MONTRÉAL, Feb. 18, 2008 -- A new report released by Markets Initiative, an environmental publishing organization, shows a dramatic increase in recycled paper sales in 2007, despite difficult economic conditions for Canada's paper mills.

Although many paper producers faced record losses and mill closures in 2007, green paper mills fared well with increased sales and market access. One mill, Cascades Fine Paper, saw a 235 percent jump in the sales of their 100 percent recycled paper. Sales for Domtar Inc's FSC paper doubled from 2006 to 2007.

More than 520 Canadian book publishers, magazines, newspapers and printers now have Ancient Forest Friendly or eco-paper purchasing policies in place, up from 172 publishers, printers and magazines at the beginning of 2007. The change represents a 300 percent increase. Meeting this increased market, seventeen additional eco-papers were available to publishers in 2007.

Ancient Forest Friendly is a Markets Initiative program that encourages Canadian publishing companies to use recycled paper or paper from sustainable growing operations.

Market Initiatives also found these environmental initiatives -- including printing publications on recycled paper -- are greatly supported by Canadian consumers. Ninety-five percent of Canadians say an environmental policy and progress toward meeting its targets are important benchmarks of a publishing company's environmental integrity.

"The only bright light for the paper industry this past year has been a green light," said Nicole Rycroft, executive director of Markets Initiative. "The forestry and paper industries are often deemed to lack innovation, but with green product demand rising as it is, there are a number of Canadian mills already benefiting from environmental innovation. This is good news for the climate and Canada's Boreal Forest."

She added while environmental leadership has been strong companies must make concrete environmental actions to gain consumer trust.

Despite the good news for the green paper industry, the report cautioned that the publishing industry contains a large amount of green washing that consumers should look out for.
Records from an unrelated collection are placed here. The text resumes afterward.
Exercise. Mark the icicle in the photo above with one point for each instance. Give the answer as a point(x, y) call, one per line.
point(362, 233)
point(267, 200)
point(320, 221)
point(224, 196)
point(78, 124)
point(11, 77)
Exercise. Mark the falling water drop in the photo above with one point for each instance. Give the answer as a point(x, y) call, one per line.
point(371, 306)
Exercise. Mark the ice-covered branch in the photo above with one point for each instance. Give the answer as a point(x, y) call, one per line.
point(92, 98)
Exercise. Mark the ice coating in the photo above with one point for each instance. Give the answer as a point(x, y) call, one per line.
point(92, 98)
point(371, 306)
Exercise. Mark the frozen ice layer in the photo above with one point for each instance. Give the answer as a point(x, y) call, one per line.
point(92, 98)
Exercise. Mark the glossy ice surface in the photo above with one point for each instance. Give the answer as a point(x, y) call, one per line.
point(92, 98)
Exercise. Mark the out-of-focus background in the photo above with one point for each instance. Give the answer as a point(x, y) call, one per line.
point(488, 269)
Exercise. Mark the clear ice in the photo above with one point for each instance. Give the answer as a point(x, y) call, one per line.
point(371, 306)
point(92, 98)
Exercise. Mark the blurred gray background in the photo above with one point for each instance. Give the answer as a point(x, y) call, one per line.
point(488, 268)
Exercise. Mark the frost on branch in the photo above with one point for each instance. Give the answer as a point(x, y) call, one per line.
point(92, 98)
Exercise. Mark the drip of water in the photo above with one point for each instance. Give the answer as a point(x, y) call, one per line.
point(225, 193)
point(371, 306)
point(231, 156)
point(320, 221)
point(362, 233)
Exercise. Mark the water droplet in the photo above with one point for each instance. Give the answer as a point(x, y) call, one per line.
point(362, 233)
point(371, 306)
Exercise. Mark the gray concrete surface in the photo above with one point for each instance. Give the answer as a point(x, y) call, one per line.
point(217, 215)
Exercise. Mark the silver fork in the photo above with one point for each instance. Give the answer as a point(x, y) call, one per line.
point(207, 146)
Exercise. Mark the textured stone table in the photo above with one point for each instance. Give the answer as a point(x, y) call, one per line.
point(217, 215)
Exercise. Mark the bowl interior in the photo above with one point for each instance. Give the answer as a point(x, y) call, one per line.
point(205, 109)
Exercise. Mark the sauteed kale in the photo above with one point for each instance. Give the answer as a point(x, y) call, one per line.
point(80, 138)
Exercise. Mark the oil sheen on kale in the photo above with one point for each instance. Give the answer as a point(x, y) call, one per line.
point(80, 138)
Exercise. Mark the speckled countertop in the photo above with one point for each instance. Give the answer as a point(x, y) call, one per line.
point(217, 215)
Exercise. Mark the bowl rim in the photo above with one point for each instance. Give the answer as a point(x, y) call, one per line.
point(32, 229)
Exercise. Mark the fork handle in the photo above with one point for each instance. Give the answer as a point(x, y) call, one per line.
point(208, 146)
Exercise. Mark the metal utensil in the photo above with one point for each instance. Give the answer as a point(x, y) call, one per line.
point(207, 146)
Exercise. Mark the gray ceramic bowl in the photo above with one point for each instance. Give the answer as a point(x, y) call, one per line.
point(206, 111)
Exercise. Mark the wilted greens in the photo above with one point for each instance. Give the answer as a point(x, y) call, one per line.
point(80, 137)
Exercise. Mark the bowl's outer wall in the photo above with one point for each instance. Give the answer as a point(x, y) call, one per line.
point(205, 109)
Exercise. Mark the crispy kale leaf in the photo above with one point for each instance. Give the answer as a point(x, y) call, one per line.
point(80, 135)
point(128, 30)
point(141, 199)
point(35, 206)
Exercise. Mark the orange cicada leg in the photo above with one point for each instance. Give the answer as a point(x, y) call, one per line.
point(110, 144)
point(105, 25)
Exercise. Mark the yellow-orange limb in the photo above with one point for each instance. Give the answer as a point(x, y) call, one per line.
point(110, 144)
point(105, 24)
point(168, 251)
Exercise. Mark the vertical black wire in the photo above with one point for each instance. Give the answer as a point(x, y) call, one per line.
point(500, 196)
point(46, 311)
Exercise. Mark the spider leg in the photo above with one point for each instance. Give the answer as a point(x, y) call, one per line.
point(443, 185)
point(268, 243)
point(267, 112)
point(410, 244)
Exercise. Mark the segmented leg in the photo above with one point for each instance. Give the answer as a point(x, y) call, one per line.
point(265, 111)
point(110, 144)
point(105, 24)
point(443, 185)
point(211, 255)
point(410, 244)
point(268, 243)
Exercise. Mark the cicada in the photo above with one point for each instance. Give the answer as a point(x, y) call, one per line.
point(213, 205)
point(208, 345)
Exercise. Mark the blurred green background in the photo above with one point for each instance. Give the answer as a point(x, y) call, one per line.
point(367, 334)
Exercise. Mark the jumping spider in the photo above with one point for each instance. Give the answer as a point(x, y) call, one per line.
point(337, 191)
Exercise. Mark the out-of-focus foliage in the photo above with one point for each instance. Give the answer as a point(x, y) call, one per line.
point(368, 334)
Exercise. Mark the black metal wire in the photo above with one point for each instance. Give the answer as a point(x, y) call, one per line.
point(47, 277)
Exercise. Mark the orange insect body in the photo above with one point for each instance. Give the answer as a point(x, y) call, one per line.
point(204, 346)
The report found 78 percent of Canadians believe companies are marketing themselves to be greener than they really are in practice. The report noted recent examples of companies overstating their environmental actions, including U.S. magazines that have run "green" issues on 100 percent virgin paper, including Vanity Fair and Elle U.S., while Nippon Paper Group and Oji Paper Co., Japan's largest paper producers, have been caught in a green marketing scandal.

In January of 2008 Nippon Paper Group admitted it had falsified a claim about the quantity of recovered fiber in a number of its paper products. Oji Paper admitted to claiming that the amount of recycled paper in its copy and printing paper was 50 percent, when in fact it was between 5 to 10 percent.

The report suggested that publishers building green brands not to underestimate the ramifications of greenwashing to an increasingly informed and savvy consumer base.